Résultat: une Nolwenn “nouvelle” est apparue aux yeux de tous, même des plus récalcitrants.
Il est d’ailleurs intéressant de constater que Nolwenn est devenue une personne fréquentable et “bankable” depuis quelques mois.
Il est maintenant de bon ton de cotoyer Nolwenn, de l’inviter ou même d’en parler en bien.
Certains journalistes parlent d’elle aujourd’hui comme étant une EXCEPTION et dénoncent toujours le concept qui lui a permis de percer mais en reconnaissant enfin son droit au talent malgré sa victoire et la surmédiatisation qui a suivi.
Cette différenciation était loin d’être le cas, il y a encore un an.

Nolwenn est apparue comme une artiste qui avait quelque chose à dire et qui le disait avec force et confiance.

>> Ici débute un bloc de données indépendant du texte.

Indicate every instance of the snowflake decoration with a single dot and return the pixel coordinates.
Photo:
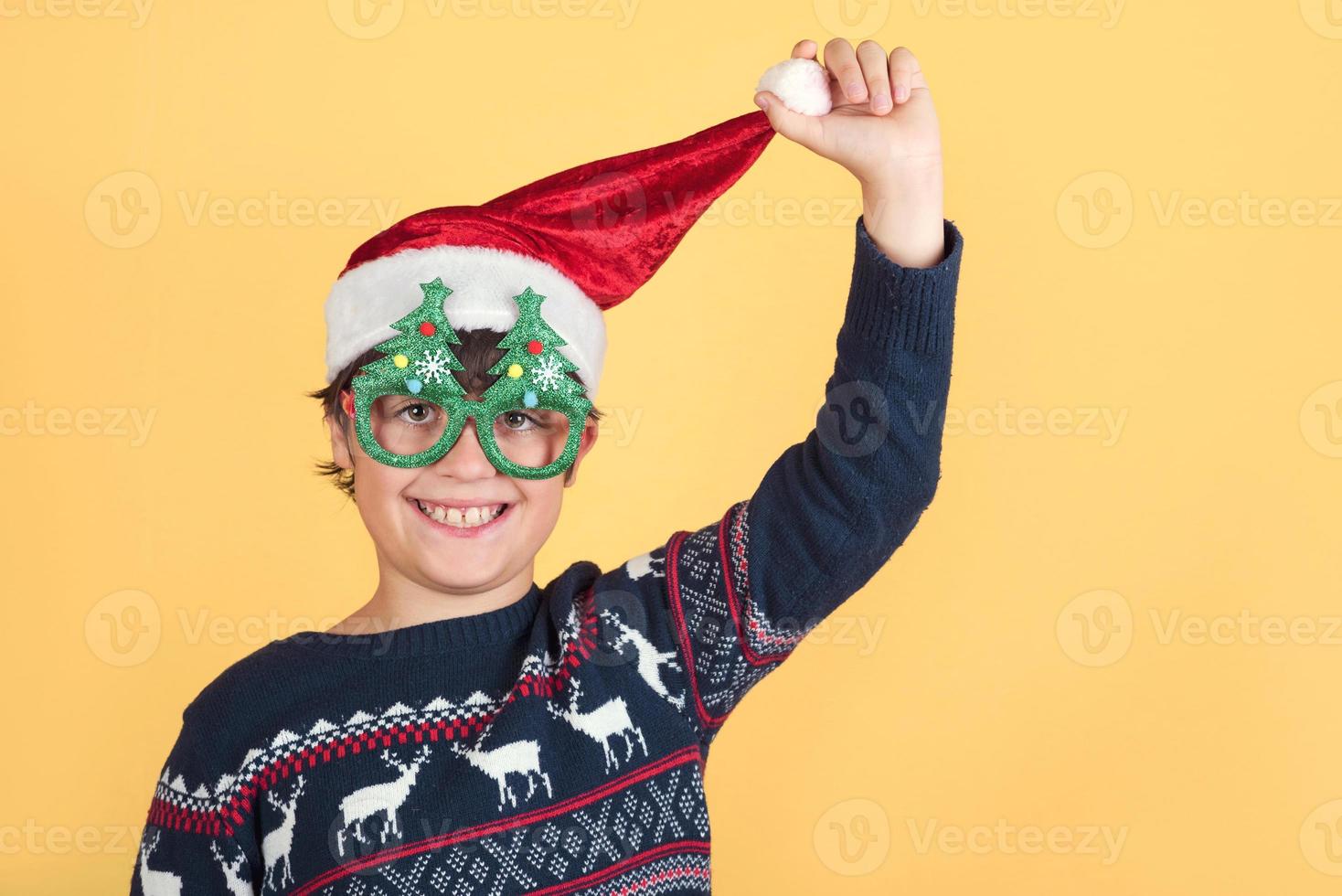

Nolwenn, artiste sereine et heureuse, un état de cause à effets ?

Bien sûr que l’accueil incroyablement positif, du public, de la presse et des “critiques”, fait à l’album depuis décembre, n’a fait que rassurer une jeune artiste fragilisée.
Cela a permis à Nolwenn de se gonfler à bloc d’une confiance toute neuve.
Mais selon les propres dires de Nolwenn, le climat de travail et la collaboration avec Laurent Voulzy et son équipe pour l’album lui avaient déjà permis de réaliser une bonne partie du chemin.

Sa nouvelle et si belle famille lui a donné des ailes.
Le papillon ne demande désormais qu’à voler de ses propres ailes, au gré du vent…
Elle a décidé de mener sa barque elle-même.
Inconscient ? Courageux ? Normal ? Indispensable ?

Inconcevable apparemment de penser qu’elle eût pu en décider autrement.
La petite a bien grandi et, à 23 ans à peine, a déjà parcouru un chemin incroyable et abattu bien des obstacles, sans tambours ni trompettes.
La tête bien vissée sur les épaules, elle a réussi à affronter et surmonter les moments difficiles qui n’ont pas dû manquer de l’atteindre.

Elle sait de plus en plus ce qu’elle veut mais surtout ce qu’elle ne veut pas. Artistiquement et humainement.
Depuis son retour, beaucoup ont noté d’ailleurs un visage plus serein, une jeune femme plus épanouie.
Sans doute le reflet d’une confiance nouvelle en un avenir plus clair, plus précis et parsemé de bien moins d’obstacles.

Nolwenn, avec ce 2ème album et certains choix de carrière ou engagements, semble s’être affranchie et libérée de l’énorme poids du cadeau empoisonné qui lui avait été donné avec la couronne: une notoriété trop vite acquise et non légitime, basée sur une image et non sur le talent, de l’avis de ses détracteurs.
Elle a digéré les attaques et pansé ses blessures.
Elle a pris son temps pour revenir plus forte.

Elle n’a plus à s’excuser d’être là et joue crânement sa place aujourd’hui, la tête haute, le regard clair et confiant, et le sourire aux lèvres.

Reste à espérer pour son bien-être et notre plaisir, que le vent lui soit longtemps clément.

Pour le moment, le vent conduira tous ses fans et les curieux qui ne demandent qu’ à la découvrir sur scène, sur toutes les routes de France.
Rendez-vous donc dès le 30 septembre à Lille pour la première date de la tournée de Mademoiselle Nolwenn Leroy.

N’hésitez pas, tous, surtout les indécis ou les sceptiques à venir vous rendre compte que, sur scène, Nolwenn Leroy est une véritable artiste, généreuse et talentueuse, bien loin de l’image glacée et empruntée qu’une émission de télé réalité et quelques “Darwin de salon” lui ont collée.